Oven-roasted Moroccan flavors in under an hour: juicy lamb meatballs kissed with warm spices, sweet caramelized butternut squash, and a bright lemon-garlic yogurt. Cozy, colorful, and perfect for a fall night in Washington. Serves 2.
Details
Ingredients
- Simple Truth® Natural Ground Lamb 12 oz $9.49/lb (sale)
- Butternut squash 1.5 lb, peeled and cubed 1-inch $1.49/lb
- Organic Kale (chopped) 2 packed cups $2.79 (16 oz bag)
- Organic Garlic 3 cloves, minced $6.99/lb
- Kroger® Yellow Onion (from 3 lb bag) 1/2 small, finely minced $2.99/3 lb bag
- Organic Cilantro 2 Tbsp, chopped (plus extra for garnish) $1.39/bunch
- Greek yogurt (plain) 1/2 cup
- Lemon 1 (zest and juice)
- Egg 1
- Panko or breadcrumbs 1/3 cup
- Ground cumin, ground coriander, smoked paprika, cinnamon 1 tsp each cumin & coriander; 1/2 tsp paprika; 1/8 tsp cinnamon
- Olive oil 3 Tbsp, divided
- Salt & black pepper To taste
Instructions
- Heat oven to 425°F. Line a sheet pan with parchment.

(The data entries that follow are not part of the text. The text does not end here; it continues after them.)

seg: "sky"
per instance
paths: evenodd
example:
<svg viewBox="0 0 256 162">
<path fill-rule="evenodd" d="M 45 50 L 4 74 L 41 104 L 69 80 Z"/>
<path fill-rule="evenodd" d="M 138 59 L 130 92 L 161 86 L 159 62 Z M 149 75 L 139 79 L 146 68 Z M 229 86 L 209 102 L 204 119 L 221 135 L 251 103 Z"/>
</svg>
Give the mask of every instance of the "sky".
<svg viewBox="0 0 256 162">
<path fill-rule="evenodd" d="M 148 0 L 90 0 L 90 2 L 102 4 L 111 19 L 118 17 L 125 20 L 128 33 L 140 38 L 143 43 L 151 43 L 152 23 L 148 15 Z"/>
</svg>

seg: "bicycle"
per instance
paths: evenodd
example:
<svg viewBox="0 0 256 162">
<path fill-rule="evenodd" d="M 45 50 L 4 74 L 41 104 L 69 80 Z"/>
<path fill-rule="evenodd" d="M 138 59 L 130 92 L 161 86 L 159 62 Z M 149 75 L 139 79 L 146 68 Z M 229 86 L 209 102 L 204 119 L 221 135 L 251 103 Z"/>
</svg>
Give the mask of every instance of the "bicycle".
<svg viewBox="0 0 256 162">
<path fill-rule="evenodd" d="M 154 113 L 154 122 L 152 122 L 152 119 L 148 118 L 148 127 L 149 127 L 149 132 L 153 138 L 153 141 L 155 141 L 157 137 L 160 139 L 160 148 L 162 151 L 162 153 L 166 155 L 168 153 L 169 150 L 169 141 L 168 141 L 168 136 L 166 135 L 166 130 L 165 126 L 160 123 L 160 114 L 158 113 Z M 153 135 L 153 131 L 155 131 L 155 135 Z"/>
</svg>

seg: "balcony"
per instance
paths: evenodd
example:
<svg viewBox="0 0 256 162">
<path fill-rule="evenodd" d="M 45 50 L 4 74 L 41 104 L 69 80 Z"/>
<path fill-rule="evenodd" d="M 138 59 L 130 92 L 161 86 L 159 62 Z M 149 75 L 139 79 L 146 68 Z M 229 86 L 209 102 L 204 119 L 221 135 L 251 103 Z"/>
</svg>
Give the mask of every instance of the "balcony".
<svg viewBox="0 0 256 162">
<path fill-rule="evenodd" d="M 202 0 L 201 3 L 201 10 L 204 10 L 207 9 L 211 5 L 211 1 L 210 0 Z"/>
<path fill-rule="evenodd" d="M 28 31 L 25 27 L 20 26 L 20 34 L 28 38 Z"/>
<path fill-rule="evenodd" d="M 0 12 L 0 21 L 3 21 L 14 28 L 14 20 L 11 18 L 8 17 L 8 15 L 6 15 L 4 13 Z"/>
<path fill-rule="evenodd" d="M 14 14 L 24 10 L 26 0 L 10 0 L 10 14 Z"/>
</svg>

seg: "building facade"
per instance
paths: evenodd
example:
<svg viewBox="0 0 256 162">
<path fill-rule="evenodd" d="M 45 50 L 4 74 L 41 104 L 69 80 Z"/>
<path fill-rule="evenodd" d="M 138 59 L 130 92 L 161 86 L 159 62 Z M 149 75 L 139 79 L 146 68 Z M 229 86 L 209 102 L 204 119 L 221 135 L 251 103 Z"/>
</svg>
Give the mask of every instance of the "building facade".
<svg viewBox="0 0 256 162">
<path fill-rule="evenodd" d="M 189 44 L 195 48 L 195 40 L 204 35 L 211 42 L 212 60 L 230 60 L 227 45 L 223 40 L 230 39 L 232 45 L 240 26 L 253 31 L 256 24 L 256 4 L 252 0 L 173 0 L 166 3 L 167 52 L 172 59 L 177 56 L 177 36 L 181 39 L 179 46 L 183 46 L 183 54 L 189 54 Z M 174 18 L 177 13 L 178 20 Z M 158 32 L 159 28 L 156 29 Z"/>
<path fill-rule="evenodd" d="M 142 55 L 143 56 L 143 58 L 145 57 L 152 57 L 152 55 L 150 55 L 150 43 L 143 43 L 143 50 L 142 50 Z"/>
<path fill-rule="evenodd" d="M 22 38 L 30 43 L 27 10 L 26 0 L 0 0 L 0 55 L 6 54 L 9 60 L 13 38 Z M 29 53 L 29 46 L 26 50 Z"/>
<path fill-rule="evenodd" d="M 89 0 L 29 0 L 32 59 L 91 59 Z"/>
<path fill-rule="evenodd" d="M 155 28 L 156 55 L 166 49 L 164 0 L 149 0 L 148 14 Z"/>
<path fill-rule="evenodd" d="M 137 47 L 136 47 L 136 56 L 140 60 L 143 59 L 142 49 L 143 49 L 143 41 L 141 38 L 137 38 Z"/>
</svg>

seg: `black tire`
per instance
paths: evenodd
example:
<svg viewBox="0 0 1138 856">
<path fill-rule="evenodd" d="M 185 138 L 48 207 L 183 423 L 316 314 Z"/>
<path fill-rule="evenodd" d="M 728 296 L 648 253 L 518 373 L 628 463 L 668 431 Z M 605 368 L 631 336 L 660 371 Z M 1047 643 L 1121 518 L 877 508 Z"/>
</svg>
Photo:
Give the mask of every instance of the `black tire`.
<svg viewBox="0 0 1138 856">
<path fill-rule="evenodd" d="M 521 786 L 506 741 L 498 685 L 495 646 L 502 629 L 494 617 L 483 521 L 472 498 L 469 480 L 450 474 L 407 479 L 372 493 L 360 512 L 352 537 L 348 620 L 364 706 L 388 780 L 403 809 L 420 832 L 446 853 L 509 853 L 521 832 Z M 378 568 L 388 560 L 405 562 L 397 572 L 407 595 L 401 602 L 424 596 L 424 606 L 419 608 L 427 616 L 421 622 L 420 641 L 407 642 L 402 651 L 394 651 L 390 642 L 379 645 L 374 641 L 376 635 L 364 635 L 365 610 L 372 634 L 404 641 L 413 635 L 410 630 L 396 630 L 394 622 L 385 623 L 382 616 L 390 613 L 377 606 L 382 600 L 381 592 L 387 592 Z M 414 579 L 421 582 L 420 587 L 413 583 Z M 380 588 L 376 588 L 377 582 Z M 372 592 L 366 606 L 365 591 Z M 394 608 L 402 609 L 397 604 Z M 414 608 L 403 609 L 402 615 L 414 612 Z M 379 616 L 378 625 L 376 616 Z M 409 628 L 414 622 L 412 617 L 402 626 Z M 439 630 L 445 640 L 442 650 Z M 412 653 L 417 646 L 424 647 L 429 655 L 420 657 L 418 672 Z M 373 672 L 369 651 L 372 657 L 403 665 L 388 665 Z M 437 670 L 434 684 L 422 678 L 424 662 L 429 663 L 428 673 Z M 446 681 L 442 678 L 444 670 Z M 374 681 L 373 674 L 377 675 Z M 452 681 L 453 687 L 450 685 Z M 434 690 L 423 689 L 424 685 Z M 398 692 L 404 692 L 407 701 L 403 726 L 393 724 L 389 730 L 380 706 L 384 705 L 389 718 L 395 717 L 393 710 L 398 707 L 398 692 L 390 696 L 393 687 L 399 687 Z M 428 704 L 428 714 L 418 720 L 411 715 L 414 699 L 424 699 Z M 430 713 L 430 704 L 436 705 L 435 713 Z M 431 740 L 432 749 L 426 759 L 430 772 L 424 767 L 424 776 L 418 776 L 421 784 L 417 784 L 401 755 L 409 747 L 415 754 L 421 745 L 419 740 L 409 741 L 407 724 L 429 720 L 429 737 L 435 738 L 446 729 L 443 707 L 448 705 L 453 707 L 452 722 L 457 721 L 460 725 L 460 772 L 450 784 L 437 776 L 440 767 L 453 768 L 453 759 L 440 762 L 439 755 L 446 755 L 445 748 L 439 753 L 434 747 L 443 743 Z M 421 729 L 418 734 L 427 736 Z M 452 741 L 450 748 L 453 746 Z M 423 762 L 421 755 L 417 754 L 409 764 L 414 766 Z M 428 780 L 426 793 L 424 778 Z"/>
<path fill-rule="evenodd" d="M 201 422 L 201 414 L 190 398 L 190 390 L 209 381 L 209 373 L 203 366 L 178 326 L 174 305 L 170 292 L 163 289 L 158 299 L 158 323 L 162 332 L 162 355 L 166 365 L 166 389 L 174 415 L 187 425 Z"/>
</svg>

- Season squash: toss cubes with 1.5 Tbsp olive oil, 1 minced garlic clove, salt, pepper. Spread on half the pan.
- Mix meatballs: in a bowl combine lamb, onion, remaining 2 garlic cloves, cilantro, egg, panko, lemon zest, 1 tsp cumin, 1 tsp coriander, 1/2 tsp smoked paprika, pinch cinnamon, 3/4 tsp salt, black pepper. Mix gently; form 10–12 golf-ball meatballs.

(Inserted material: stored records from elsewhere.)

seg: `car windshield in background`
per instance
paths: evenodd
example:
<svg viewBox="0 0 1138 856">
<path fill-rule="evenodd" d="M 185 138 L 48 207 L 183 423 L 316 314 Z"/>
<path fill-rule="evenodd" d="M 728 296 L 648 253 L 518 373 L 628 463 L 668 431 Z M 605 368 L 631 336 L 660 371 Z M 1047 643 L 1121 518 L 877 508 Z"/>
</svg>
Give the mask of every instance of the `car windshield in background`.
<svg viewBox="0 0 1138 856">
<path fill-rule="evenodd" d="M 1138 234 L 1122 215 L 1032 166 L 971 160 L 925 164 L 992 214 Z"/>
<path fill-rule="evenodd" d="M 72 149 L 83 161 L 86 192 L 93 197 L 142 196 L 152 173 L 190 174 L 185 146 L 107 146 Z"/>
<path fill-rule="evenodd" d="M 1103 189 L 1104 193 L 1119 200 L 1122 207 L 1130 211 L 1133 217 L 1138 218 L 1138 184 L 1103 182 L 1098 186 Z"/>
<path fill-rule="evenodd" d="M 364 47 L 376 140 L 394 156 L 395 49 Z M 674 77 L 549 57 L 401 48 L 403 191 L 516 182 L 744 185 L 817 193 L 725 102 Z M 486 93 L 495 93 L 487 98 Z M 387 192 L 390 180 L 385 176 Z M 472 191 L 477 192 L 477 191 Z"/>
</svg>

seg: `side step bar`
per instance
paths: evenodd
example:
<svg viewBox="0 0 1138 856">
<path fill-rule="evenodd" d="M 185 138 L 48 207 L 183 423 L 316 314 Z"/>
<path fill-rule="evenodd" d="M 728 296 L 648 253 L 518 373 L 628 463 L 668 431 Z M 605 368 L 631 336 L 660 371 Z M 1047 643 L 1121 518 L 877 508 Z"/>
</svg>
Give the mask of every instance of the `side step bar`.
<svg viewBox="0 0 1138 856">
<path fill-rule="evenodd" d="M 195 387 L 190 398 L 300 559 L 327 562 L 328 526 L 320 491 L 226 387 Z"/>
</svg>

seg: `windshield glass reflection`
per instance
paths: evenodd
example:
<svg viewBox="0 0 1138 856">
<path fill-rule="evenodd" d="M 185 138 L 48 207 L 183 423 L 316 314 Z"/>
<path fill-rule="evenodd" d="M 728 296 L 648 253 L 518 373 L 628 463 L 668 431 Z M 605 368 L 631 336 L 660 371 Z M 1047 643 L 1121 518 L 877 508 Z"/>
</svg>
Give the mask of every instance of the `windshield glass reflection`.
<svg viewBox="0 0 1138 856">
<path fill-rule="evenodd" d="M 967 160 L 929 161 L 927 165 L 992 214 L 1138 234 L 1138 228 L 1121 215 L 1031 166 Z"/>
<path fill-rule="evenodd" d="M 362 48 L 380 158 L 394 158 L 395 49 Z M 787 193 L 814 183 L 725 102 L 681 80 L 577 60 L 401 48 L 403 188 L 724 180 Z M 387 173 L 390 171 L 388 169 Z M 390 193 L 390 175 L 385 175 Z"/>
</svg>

- Add meatballs to the other half of the pan. Roast 15 minutes.
- Add kale: toss kale with 1/2 Tbsp olive oil, a pinch of salt. Scatter over squash. Roast 5–7 more minutes until meatballs are 160°F internal and squash is tender/caramelized.
- Make lemon-garlic yogurt: stir yogurt with 1–2 Tbsp lemon juice, a pinch of smoked paprika, salt, and 1 tsp olive oil.
- Serve: spoon yogurt on plates, top with meatballs and roasted squash/kale. Garnish with extra cilantro and a squeeze of lemon.
Health notes: About 680–720 calories per serving. High-protein, rich in beta-carotene and fiber from squash and kale; moderate saturated fat from lamb—opt for low-fat yogurt to lighten.
Drink pairing: Syrah from WA or Côtes du Rhône; for beer, a malty amber ale.